According to the assessment, the tax authority disagreed with method applied by C.I. Banacol and instead applied a TNMM where the transactions were priced in the aggregate.
C.I. Banacol appealed to the Administrative Court, which ruled in favour of the tax authories.
An appeal was then filed with the Supreme Administrative Court.
Judgment
The Supreme Administrative Court upheld the decision of the Administrative Court and ruled in favour of the tax authorities.
Excerpts in English
“The Chamber agrees with the DIAN and the Court in the sense that the four segmented transactions for the purposes of the transfer pricing regime are interrelated and are directed to the fulfilment of a single object: the international marketing of bananas and plantains and other fruits, products that are previously acquired from national economic partners or consigned by third parties.”
…
“As can be seen, the selected comparables are, like Banacol, active in the marketing of fruit. One of them sells bananas, plantains and other fruits. Since it has been established that Banacol is engaged in the marketing of bananas, plantains and other fruit, the Board considers the interquartile range set by the administration to be appropriate because it corresponds to that of the activity carried out by the party under analysis (Banacol) and the selected comparables.
Finally, the applicant submits that only transactions with related parties should have been assessed and revenues, costs and expenses not associated with such transactions, i.e. transactions with third parties, should have been excluded and that, by failing to do so, transactions not subject to the arm’s length principle were brought under the arm’s length principle.
As noted, the TNMM method allows for an overall or segmental assessment of the profit margins obtained by companies in transactions with related parties. When the comparability analysis is done on an aggregate basis it is not necessary to exclude non-transfer pricing transactions because, as stated in the OECD guidelines, “income and expenses not related to the related party transaction under review [should] only be excluded where they significantly affect comparability with unrelated transactions” (paragraph 284).
These same guidelines indicate that, when determining the net profit indicator or factor, in this case the ROTC, for the application of the net operating margin method, only those elements should be taken into account which: (a) are directly or indirectly related to the related operation under analysis, and (b) are related to the exploitation of the activity. In this case, it was sufficiently demonstrated that Banacol’s segmented operations, with related or unrelated parties, are interrelated to a larger operation: the marketing of bananas, plantains and other fruits, so it was not necessary to exclude the operations that the plaintiff claims should have been excluded.

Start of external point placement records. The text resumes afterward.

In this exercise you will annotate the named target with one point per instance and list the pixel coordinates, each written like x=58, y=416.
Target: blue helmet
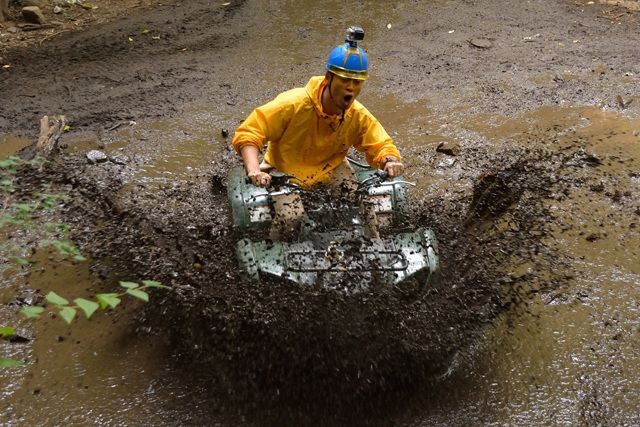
x=348, y=60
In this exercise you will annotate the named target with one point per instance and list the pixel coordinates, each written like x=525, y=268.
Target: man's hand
x=260, y=179
x=393, y=167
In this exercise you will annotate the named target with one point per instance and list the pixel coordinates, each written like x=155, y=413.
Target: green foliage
x=7, y=332
x=89, y=307
x=108, y=300
x=23, y=213
x=11, y=163
x=31, y=312
x=103, y=301
x=10, y=363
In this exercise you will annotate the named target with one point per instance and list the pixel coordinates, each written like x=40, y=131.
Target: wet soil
x=534, y=214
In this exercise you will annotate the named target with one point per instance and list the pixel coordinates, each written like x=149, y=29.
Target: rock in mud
x=481, y=43
x=448, y=148
x=96, y=156
x=30, y=3
x=120, y=159
x=33, y=14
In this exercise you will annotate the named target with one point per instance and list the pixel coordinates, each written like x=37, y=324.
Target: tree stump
x=47, y=145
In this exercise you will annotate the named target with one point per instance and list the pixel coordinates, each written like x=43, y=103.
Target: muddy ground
x=513, y=84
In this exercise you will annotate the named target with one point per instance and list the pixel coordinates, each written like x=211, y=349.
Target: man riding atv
x=308, y=132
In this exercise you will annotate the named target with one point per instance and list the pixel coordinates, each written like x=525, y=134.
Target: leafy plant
x=68, y=311
x=7, y=332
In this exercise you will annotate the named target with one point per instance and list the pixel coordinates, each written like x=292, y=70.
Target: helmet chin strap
x=334, y=101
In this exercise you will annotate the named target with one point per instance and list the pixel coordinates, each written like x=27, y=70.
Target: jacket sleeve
x=265, y=124
x=374, y=141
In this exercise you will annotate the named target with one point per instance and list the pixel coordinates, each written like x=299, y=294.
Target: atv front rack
x=334, y=259
x=392, y=261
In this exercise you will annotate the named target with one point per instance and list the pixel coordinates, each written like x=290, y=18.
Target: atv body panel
x=341, y=257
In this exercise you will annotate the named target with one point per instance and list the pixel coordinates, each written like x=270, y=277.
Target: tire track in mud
x=113, y=72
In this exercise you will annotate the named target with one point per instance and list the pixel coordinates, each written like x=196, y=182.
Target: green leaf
x=89, y=307
x=108, y=300
x=7, y=331
x=56, y=299
x=30, y=312
x=68, y=314
x=154, y=284
x=129, y=285
x=10, y=162
x=10, y=363
x=139, y=294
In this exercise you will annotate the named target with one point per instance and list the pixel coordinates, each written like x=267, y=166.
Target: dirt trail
x=527, y=176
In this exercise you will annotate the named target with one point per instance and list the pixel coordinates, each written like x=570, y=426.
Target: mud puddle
x=565, y=336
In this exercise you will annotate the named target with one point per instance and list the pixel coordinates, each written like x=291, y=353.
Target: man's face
x=344, y=91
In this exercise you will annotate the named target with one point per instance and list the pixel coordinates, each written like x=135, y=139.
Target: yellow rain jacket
x=305, y=142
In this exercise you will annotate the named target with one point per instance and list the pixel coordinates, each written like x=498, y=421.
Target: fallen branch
x=50, y=130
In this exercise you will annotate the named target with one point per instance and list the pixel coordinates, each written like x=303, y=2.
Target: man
x=310, y=130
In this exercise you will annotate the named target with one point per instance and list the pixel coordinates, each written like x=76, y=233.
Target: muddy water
x=569, y=355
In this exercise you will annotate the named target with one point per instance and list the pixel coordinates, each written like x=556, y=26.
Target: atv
x=332, y=248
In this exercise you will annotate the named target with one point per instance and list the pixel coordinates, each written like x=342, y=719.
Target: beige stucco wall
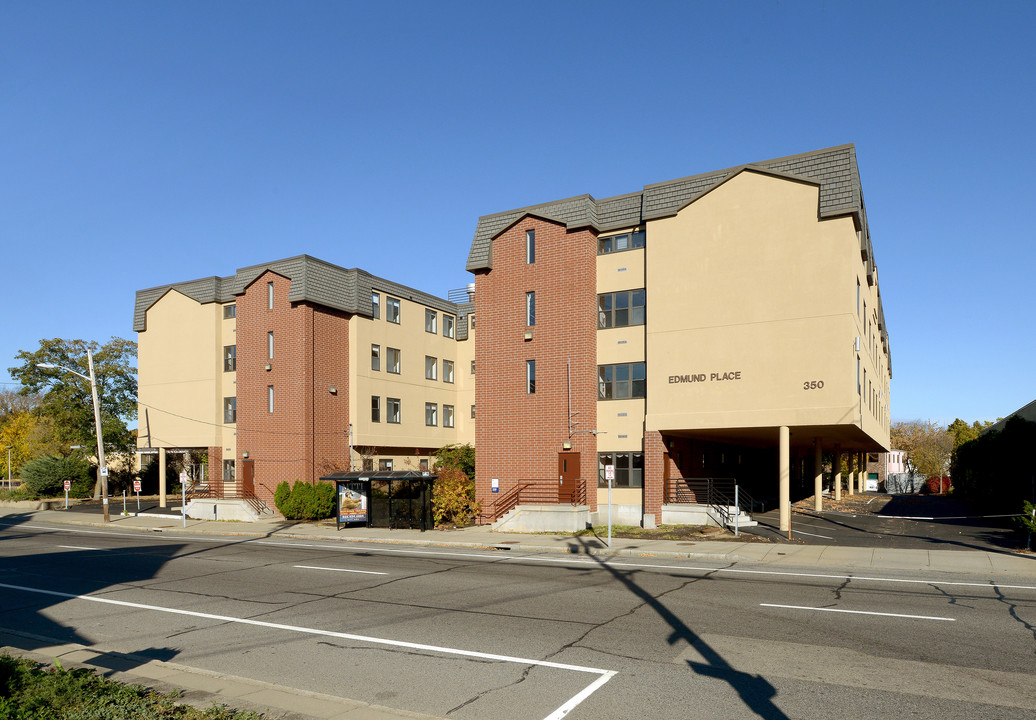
x=410, y=385
x=181, y=382
x=747, y=280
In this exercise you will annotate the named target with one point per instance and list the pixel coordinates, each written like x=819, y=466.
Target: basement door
x=568, y=474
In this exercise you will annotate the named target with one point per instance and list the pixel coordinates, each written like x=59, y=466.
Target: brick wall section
x=519, y=435
x=311, y=352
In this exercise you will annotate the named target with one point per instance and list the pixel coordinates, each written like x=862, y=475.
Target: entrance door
x=568, y=473
x=248, y=478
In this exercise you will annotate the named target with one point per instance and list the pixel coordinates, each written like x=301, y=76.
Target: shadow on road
x=755, y=691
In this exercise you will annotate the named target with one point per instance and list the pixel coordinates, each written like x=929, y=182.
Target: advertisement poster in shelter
x=351, y=502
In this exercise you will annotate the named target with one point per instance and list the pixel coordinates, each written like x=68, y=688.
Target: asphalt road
x=481, y=634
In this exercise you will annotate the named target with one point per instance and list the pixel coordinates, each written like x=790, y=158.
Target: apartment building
x=726, y=324
x=290, y=369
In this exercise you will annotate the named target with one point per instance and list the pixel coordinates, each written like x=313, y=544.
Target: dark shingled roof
x=312, y=280
x=833, y=169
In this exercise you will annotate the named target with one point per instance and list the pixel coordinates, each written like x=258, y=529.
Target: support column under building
x=817, y=476
x=784, y=477
x=836, y=472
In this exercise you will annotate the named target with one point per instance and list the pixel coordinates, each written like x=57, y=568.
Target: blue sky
x=143, y=143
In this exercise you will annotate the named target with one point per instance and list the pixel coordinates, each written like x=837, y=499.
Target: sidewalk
x=788, y=554
x=202, y=688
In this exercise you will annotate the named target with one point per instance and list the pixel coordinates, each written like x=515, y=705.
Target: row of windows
x=393, y=412
x=612, y=243
x=431, y=316
x=620, y=381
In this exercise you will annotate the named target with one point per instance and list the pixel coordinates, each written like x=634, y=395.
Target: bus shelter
x=385, y=498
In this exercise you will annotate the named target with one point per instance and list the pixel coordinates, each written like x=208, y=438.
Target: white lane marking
x=813, y=535
x=534, y=558
x=338, y=570
x=857, y=612
x=559, y=713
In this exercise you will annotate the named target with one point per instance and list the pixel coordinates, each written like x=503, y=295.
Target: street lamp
x=102, y=466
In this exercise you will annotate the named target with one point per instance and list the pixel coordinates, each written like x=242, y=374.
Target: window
x=629, y=469
x=617, y=243
x=621, y=309
x=622, y=381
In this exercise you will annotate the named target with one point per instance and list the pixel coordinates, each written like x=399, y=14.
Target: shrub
x=453, y=497
x=305, y=501
x=45, y=477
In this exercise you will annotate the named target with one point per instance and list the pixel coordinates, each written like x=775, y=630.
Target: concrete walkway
x=202, y=688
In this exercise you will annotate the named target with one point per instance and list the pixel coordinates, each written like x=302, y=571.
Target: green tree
x=66, y=399
x=461, y=457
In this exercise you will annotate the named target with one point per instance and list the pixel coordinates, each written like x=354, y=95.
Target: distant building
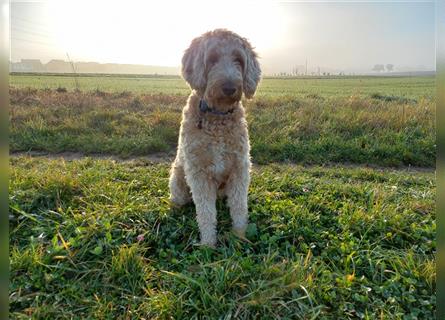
x=56, y=65
x=27, y=65
x=62, y=66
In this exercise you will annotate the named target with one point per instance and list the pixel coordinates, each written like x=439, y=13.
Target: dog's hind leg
x=179, y=190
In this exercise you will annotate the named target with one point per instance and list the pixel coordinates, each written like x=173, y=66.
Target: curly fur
x=213, y=149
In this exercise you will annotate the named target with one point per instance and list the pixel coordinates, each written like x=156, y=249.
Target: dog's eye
x=239, y=62
x=212, y=59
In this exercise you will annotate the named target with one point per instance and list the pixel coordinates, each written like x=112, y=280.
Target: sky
x=348, y=36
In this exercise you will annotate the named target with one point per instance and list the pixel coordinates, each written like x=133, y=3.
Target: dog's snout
x=228, y=89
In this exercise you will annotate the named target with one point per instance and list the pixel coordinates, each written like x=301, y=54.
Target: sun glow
x=155, y=32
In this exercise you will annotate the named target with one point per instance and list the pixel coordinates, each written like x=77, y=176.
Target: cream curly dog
x=213, y=149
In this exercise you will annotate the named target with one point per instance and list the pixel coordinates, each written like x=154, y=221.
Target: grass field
x=96, y=238
x=408, y=87
x=93, y=237
x=383, y=121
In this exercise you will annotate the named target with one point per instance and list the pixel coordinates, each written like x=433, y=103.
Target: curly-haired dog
x=213, y=149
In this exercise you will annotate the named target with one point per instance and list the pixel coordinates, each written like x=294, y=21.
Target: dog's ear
x=193, y=69
x=252, y=74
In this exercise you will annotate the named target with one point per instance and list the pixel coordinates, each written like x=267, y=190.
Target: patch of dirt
x=164, y=157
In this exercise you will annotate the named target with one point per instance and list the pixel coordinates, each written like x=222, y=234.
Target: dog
x=213, y=154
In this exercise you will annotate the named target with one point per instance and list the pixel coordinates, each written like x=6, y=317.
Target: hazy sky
x=333, y=35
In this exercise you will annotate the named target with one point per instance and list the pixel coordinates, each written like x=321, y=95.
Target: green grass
x=379, y=128
x=97, y=239
x=410, y=87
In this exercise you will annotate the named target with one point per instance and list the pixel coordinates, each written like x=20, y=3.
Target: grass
x=314, y=128
x=410, y=87
x=97, y=239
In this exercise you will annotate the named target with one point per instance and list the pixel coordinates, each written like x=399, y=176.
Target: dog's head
x=220, y=66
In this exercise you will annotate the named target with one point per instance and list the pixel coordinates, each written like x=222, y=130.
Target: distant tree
x=378, y=67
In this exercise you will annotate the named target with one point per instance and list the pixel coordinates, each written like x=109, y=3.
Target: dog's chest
x=222, y=157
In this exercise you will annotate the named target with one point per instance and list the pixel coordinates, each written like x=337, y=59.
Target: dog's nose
x=229, y=89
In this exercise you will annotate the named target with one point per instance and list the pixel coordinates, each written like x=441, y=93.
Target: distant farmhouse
x=62, y=66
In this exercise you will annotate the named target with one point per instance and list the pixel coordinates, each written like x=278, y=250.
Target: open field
x=97, y=239
x=408, y=87
x=93, y=237
x=383, y=121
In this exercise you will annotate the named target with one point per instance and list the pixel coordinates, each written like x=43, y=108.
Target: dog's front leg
x=204, y=197
x=236, y=190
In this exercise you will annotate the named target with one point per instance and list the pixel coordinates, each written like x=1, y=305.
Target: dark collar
x=204, y=108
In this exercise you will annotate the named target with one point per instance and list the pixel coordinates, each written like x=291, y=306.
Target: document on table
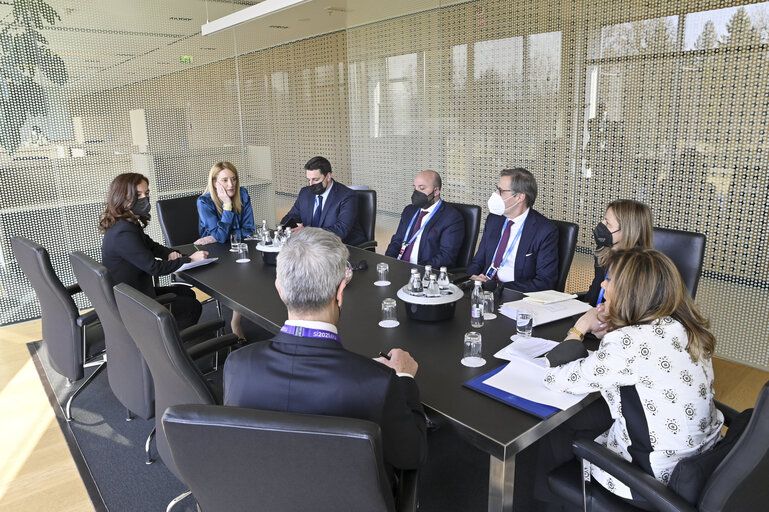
x=545, y=313
x=526, y=347
x=525, y=378
x=194, y=264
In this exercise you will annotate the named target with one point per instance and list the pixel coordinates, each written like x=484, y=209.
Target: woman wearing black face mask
x=130, y=255
x=625, y=225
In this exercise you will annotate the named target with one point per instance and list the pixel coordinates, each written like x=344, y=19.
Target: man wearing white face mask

Moreover, the plaintiff did not demonstrate how such transactions affected comparability or the adjustments that were required, since, it should be emphasised, it is precisely the rejection of segmentation and the proposal of adjustments to the taxpayer’s global information that involves both controlled transactions and those carried out with independent parties, with the correlative consideration of profit margins that are also global. The taxpayer was therefore required to specify the adjustments that were required, in the analysed part, in the comparable parts or in both, that is to say, to prove the technical impertinence of the adjustment made by the tax authority, which was not done. The appeal is unsuccessful.”